As far as your in laws are concerned, it is neither of their children’s responsibility to care for their parents.
Both children will have to tell their parents that they care about their welfare but will not do the ‘hands on’ caregiving in their homes. If their parents ask why, all they have to say is that it is huge responsibility and that they wish to remain being a son and daughter, instead of caregivers.
If they come back with, “We will hire someone to help.” You can say, “This space is now designated for our family and guests that visit from out of town. We never wish to have permanent residents in it.”
The family next door to me when I was growing up had an aunt, grandparents and great grandmother right down the street. One day the man next door said to his wife, “Let’s move, because they are all getting older and we will be the first ones that they call on for everything.” I suppose that there are pros and cons of living close to family. At first I thought that my neighbor was mean. The aunt, grandparents, and great grandmother always babysat their kids. I was young and didn’t have a clue about how being a caregiver would have interfered in their lives.
Anyway, they moved away to another state! They never had any family members living with them. Drastic solution but it worked for them!
thank you for the response you gave me and given that info there is but 1 answer.
NO. That one word is a complete sentence.
OR you can go ahead and let them run the show and have another nervous breakdown.

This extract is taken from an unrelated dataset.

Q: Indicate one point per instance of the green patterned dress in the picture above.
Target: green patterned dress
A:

There is really very little in between, and if you cannot stand up for yourself I think no one else can do it for you. I know this sounds brutal, But that's the only answer. Not everything can be all tied up with a pretty bow. Some things just don't have a clean and neat "fixed" at the end of the day.I surely do wish you well.
That's how you handle it. By being upfront and honest right from the get go, so there's no hinting around or cracks to sneak in through. I put my own foot down LONG ago about my decision that NOBODY would be moving in with me for care in their old age. Sorry not sorry. My mother and I have a relationship like gasoline and a match so living with her once was more than enough. I've done everything in my power to help my folks get set up in Independent Living, then Assisted Living, and now in Memory Care for my 94 year old mother with advanced dementia. I've stood my ground and it's been a very wise decision on my part. No shame in it, either. Why should there be? Elder care normally requires a TEAM of people working round the clock to ensure it's done properly. Not one or two old people struggling THEMSELVES to care for one or two much OLDER people who require constant care, attention and supervision. It's just common sense, really.